The Finite State World environment is an extension to the Corridor. In each state, actions alternate - one will bring the agent closer to the reward, and the other is languishing. The forager will have to distinguish every other state and distribute rewards properly.

Answers to research questions

Can the undiscounted reward criterion be used in discretized multistep environments?

Concluded experiments have shown that the undiscounted reward criterion can be successfully applied to a problem requiring long-action chains such as the Corridor of FSW. The new system AACS2 varies only in a way the classifier reward \(cl.r\) parameter is calculated. The clear difference between the discounted criterion is visible in the payoff landscapes generated from the testing environments. The AACS2 can produce a distinct payoff landscape with uniformly spaced payoff levels, similar to the one generated by the R-learning algorithm. When taking a closer look, all algorithms generate step-like payoff-landscape plots, but each particular state-action pairs are more distinguishable when the reward-criterion is used. The explanation of why the agent moves toward the goal at all can be found in Equation (5.3) - it can find the following best action by using the best classifiers’ fitness from the next match-set.

In addition, the rate at which the average estimate value \(\rho\) converges is different for AACS2-v1 and AACS2-v2. Figures 5.1 and 5.3 demonstrate that the AACS2-v2 settles to the final value faster, but also has greater fluctuations.
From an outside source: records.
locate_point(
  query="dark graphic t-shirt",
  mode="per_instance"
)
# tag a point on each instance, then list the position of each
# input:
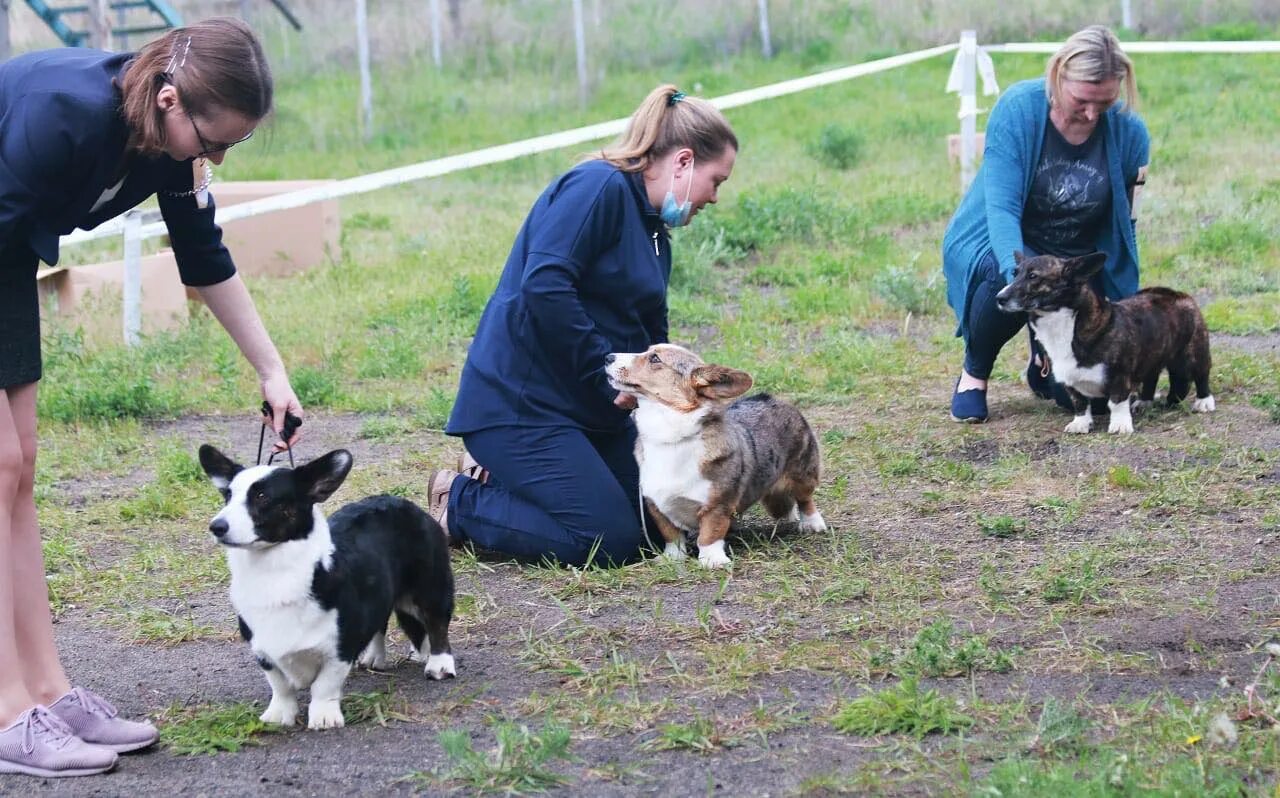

That is caused by the fact that both match sets’ maximum fitness is considered when updating the values. Zang also observed this and proposed that the learning rate \(\zeta\) in Equation (5.5) could decay over time [136]:

\[\zeta \gets \zeta - \frac{\zeta^{max} - \zeta^{min}}{NumOfTrials}\]

where \(\zeta^{max}\) is the initial value of \(\zeta\), and \(\zeta^{min}\) is the minimum learning rate required. The update should take place at the beginning of each exploration trial.

Does the undiscounted reward criterion result in better environment exploitation?

Number of steps during exploitation trials depicted on figures 5.1 and 5.3 indicate that for the investigated problems the agent is able to pick up better actions when the undiscounted criterion is used.

In addition, the fact that the \(\rho\) converged to a slightly suboptimal value might be caused by the exploration strategy adopted, which was set to the \(\epsilon\)-greedy. Because the estimated average reward is updated only when the greedy action is executed, the number of greedy actions to be performed during the exploration trial is uncertain. Moreover, the probability distribution when the agent observes the rewarding state might be too low in order to enable the estimated average reward to reach optimal value. This was observed during the experimentation - the \(\rho\) value was correlated with the \(\epsilon\) parameter.